Should we set non_blocking to True?

Guo_Danding · November 16, 2024, 9:21am

Hello, I want to test whether using to with non_blocking=True actually achieves computation-communication overlap. Therefore, I set up a tensor transfer with to and a multiplication calculation between two tensors:

import torch

# Define the matrix size and operations
matrix_size = 10000
a = torch.randn((matrix_size, matrix_size), device='cuda:0')
b = torch.randn((matrix_size, matrix_size), device='cuda:0')

# Create timing events
start_event = torch.cuda.Event(enable_timing=True)
end_event = torch.cuda.Event(enable_timing=True)

c = torch.randn((5, matrix_size, matrix_size), device='cpu').pin_memory() 

# Test with non_blocking=False
start_event.record()
c.to('cuda:0', non_blocking=False)  # Synchronous
_ = torch.matmul(a, b)  # Perform a large matrix operation
end_event.record()
torch.cuda.synchronize()
time_non_blocking_false = start_event.elapsed_time(end_event)
print(f"Time with non_blocking=False: {time_non_blocking_false:.3f} ms")

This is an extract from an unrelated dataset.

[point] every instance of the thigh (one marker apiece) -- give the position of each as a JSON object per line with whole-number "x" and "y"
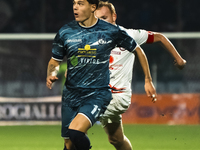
{"x": 114, "y": 130}
{"x": 68, "y": 114}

c = torch.randn((5, matrix_size, matrix_size), device='cpu').pin_memory() 

# Test with non_blocking=True
start_event.record()
c.to('cuda:0', non_blocking=True)  # Asynchronous
_ = torch.matmul(a, b)  # Perform a large matrix operation
end_event.record()
torch.cuda.synchronize()
time_non_blocking_true = start_event.elapsed_time(end_event)
print(f"Time with non_blocking=True: {time_non_blocking_true:.3f} ms")

But the output is:

Time with non_blocking=False: 187.034 ms
Time with non_blocking=True: 186.822 ms

It seems that this didn’t reduce the time. What’s going on?